Die Frage der demokratischen Legitimation des neu gewählten Europaparlaments spielt für die Staats- und Regierungschefs bei ihrem Europäischen Rat in Brüssel nur am Rand eine Rolle. Sie kämen wohl auch in Erklärungsnöte, weil sie zugelassen haben, dass auf dem Rücken der eigentlich gemeinsamen Sache Europa ein national bis nationalistisch motivierter Wahlkampf geführt wurde. Und in einer halbwegs aufrichtigen Bilanz des ersten Halbjahres darf nicht die erschreckende Negativ-Erfahrung mit der tschechischen Ratspräsidentschaft fehlen. Von "verlorenen sechs Monaten" spricht der sozialdemokratische Spitzenpolitiker Martin Schulz.
Gerade wegen der erkennbaren Defizite der Prager Präsidentschaft kommt dem zweiten Halbjahr unter schwedischer Führung eine besondere Bedeutung zu: Die Brüsseler Kommission muss neu zusammengesetzt werden; klar ist nur die eher unumstrittene Neukandidatur des Kommissionspräsidenten José Manuel Barroso. Ein mehrheitliches "Ja" Irlands zum Lissaboner Reformvertrag gilt bei dem zweiten Referendum zwar als durchaus möglich, dennoch ist das Vorhaben für die EU hoch riskant.

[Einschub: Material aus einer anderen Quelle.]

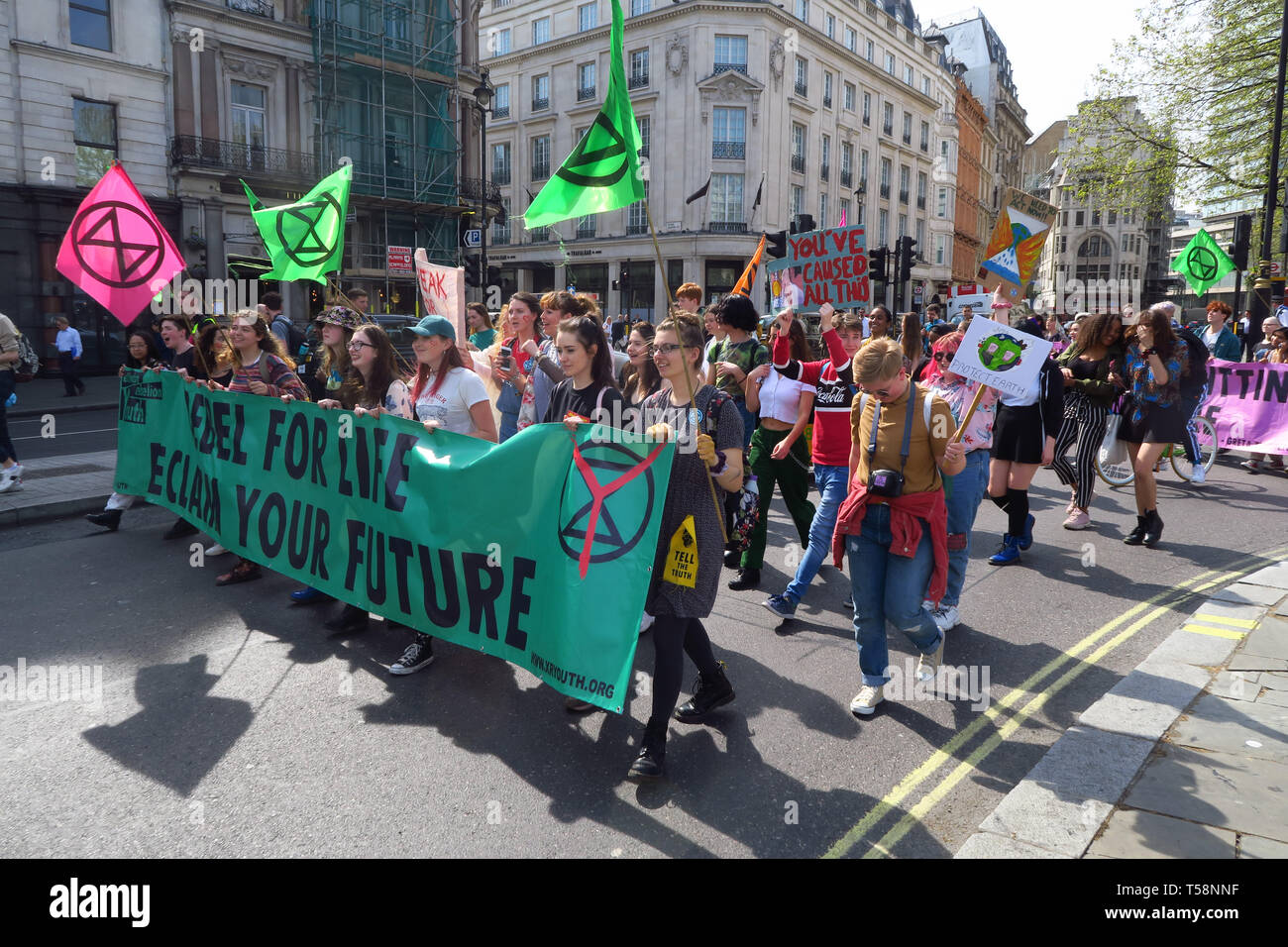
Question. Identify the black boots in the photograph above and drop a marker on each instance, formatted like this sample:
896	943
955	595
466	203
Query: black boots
108	518
708	693
648	764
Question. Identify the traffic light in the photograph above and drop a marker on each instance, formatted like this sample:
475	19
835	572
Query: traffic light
903	258
1241	241
473	272
876	263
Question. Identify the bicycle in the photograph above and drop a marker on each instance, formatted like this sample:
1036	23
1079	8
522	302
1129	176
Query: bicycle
1124	474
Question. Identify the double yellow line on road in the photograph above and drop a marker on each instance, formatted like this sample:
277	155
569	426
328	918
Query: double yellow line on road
896	796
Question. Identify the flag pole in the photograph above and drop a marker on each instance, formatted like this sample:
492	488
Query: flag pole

Und bisher ist nicht erkennbar, dass Stockholm eine Strategie gegenüber der neuen Prioritätensetzung der US-Außenpolitik hat, die Asien in den Vordergrund rückt und Europa schwindende Bedeutung beimisst.
Wie man es auch dreht und wendet: 2009 ist für die EU kein einfaches Jahr.